ヤンキーガール×ヤンキーボーイ

「……さっきから聞いてれば馴れ馴れしんだよてめぇっ!!」



キーキーと喚く蓮夜。



うっさいなー。




「いーじゃん別に。

てかあたし前族はいってたし。」




「マジか?!」




みんなに目を見開かれ、小さくうなずく。





もう、昔のことだよ。





「なっちゃん、」




「ん?」





心なしか巧が真剣。




「それってどこ?」




やっぱりきたか……。





うん、分かってたよ。




もちろん、



「さすがにシークレットかな」




素性も知らない女を族にいれんのはさすがに無理?





ちょっと、ほんの一瞬だけ、不安になった。




と思いきや巧が真剣な表情のまま、龍に向き直った。





「龍、俺、なっちゃんが飛龍入ってもいいと思う。

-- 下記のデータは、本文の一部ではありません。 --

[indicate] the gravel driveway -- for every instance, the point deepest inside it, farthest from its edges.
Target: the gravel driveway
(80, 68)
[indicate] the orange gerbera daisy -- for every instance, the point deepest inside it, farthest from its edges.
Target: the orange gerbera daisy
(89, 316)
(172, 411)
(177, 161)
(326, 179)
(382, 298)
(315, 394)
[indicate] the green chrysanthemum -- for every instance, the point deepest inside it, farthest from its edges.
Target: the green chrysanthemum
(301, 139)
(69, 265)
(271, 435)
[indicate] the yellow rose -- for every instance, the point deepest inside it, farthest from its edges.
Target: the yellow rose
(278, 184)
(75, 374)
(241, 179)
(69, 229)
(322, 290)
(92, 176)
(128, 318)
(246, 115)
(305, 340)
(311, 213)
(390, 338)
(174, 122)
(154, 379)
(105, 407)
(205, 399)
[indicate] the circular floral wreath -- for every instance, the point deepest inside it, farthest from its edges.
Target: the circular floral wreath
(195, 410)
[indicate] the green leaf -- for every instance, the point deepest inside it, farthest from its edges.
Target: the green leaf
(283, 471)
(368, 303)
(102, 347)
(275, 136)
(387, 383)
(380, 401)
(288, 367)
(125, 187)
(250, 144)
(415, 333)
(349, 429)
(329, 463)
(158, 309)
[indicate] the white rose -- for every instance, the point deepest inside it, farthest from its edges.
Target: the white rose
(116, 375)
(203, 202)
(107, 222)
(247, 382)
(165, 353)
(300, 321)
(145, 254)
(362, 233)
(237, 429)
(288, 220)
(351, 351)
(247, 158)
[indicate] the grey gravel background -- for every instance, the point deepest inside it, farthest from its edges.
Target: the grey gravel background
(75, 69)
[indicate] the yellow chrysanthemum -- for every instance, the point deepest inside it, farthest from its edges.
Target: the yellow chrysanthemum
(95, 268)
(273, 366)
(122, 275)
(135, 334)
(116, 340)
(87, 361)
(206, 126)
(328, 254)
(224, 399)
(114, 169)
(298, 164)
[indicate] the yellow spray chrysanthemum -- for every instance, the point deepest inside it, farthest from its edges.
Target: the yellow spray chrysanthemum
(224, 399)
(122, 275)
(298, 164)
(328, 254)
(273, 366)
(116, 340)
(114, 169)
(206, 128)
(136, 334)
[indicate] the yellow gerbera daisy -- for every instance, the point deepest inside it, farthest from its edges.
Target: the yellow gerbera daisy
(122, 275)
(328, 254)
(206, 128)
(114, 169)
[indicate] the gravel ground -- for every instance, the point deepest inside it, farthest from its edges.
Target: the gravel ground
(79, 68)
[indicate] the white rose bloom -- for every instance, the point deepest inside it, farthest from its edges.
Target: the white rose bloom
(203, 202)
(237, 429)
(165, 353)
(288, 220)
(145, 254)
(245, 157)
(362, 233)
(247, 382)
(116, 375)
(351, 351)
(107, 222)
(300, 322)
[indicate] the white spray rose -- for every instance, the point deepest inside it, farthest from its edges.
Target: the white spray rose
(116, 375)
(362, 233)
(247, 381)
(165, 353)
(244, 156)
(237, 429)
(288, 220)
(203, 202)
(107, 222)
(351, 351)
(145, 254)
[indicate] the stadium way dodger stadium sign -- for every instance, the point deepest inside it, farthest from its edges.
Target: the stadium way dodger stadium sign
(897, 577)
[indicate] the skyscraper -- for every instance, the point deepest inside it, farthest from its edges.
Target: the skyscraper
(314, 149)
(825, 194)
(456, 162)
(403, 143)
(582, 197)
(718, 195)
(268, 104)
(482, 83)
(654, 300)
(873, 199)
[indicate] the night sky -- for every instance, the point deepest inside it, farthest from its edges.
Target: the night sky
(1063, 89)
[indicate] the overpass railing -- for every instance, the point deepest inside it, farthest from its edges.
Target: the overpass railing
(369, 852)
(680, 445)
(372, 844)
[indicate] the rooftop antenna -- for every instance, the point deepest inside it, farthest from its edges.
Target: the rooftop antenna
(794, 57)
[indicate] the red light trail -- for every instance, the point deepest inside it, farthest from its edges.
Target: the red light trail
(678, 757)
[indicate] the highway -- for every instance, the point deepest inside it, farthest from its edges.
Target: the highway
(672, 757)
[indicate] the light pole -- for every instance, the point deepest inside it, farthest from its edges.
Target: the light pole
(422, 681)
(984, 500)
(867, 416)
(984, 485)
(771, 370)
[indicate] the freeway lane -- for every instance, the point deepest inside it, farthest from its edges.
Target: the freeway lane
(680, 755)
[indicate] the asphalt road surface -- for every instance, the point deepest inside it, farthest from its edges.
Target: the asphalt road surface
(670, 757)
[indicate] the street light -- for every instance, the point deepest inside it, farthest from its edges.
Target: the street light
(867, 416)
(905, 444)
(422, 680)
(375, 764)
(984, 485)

」




「巧!!なにいってやがる!!」




「だけどレンもみただろ?なっちゃんは強い。

龍、良いよな?」




「ダメだ。」




「なんでだ?」




な、なんか巧あたしのためにイライラしてくれてないか?




なんか無性に申し訳ないな。




と、その時、龍が気まずそうにあたしをチラッと見た。






んん?





なんだ?






「詩音が……、」




「「ああー。」」






「は?え?誰?」




なに同時に納得してんのこいつら?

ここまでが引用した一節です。